Expats who moved from US , please feel free to pitch in and share experience.

Cheers,


----------



## ozbound12 (Mar 23, 2012)

My guess is the cost of shipping appliances like fridges, washers and dryers would negate any savings over buying them in Australia. And you would need to get a transformer for the appliances. Our fridge is much smaller than our old one but we also live in an apartment and it can't support more than an apartment-sized fridge. Our 7 kg LG washer was $600 and 6 kg dryer was $400. Given the climate, a lot of people dry their clothes outside anyway (myself included).

Furniture is definitely more expensive and even IKEA is more expensive here than in the US (I think "A Current Affair" even did an expose about it). But again, there's the cost of shipping so you'd have to figure out if that's worth it to you.

As for TVs/blu-ray etc., I would buy those in Australia. Most of those items sold in the US only support NTSC which is incompatible with PAL which is used here. There are converters that you can use to convert NTSC to PAL but that seems like more trouble than it's worth. TVs are really not that expensive here, neither are blu-ray players.

Utensils? Those are so cheap here, seems like a waste of luggage space to buy them in the States and lug them over here.

I would buy linens in the US though - I wish I had done that. They're really expensive here for some reason and are generally pretty crappy. As for clothes, they do sell them here you know!


----------



## UStoAusi (Nov 14, 2012)

ozbound12 said:


> My guess is the cost of shipping appliances like fridges, washers and dryers would negate any savings over buying them in Australia. And you would need to get a transformer for the appliances. Our fridge is much smaller than our old one but we also live in an apartment and it can't support more than an apartment-sized fridge.
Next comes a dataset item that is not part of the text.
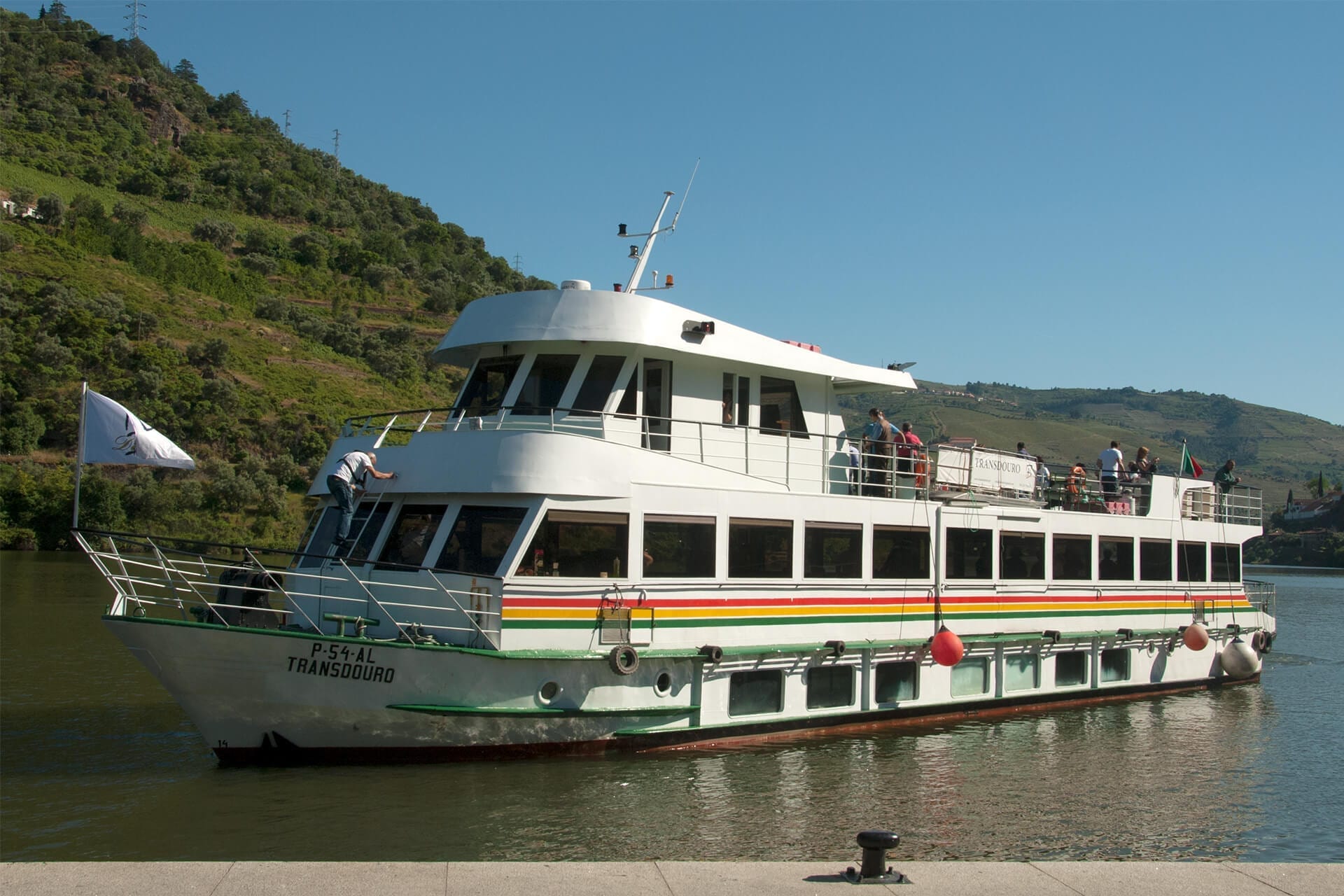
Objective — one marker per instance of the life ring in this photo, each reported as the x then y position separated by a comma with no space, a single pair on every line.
624,660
Our 7 kg LG washer was $600 and 6 kg dryer was $400. Given the climate, a lot of people dry their clothes outside anyway (myself included).
> 
> Furniture is definitely more expensive and even IKEA is more expensive here than in the US (I think "A Current Affair" even did an expose about it). But again, there's the cost of shipping so you'd have to figure out if that's worth it to you.
> 
> ...


Thanks for sharing your experience!!!
I have stuff which I cant take on plane and at same time not enough for container. Therefore my guess was taking all these from here will cover container cost in price difference and save me hassle of buying there.


----------



## ozbound12 (Mar 23, 2012)

I see. In that case, I would probably skip the appliances but perhaps buy your furniture state-side and ship it along with your other stuff. I think that having to get transformers and various converters to get them to work here would be a real hassle honestly.

I did bring my PS3 over from the States. I don't use it as much for video games (although games purchased in the US and Oz work on it) as I do for playing Netflix and Hulu, which I think are essential for expats since Australian television is pretty horrible. (They play reruns of Happy Days!) I think I was reading somewhere that Australia has the highest rate of media piracy in the Western world because so many people download TV shows here.


----------



## expa2020a (Feb 13, 2013)

We move to WA few months ago .We planned 4 months ahead and sold everything on Craigslist- Cars, furniture, electronics,kitchen stuff , etc. Selling each and every item in the house was quite a draining process , but it was worth it. We arrived here conveniently with just ours bags and felt as if we moved states in US. Then we bought everything here .. ah .. the joy of shopping !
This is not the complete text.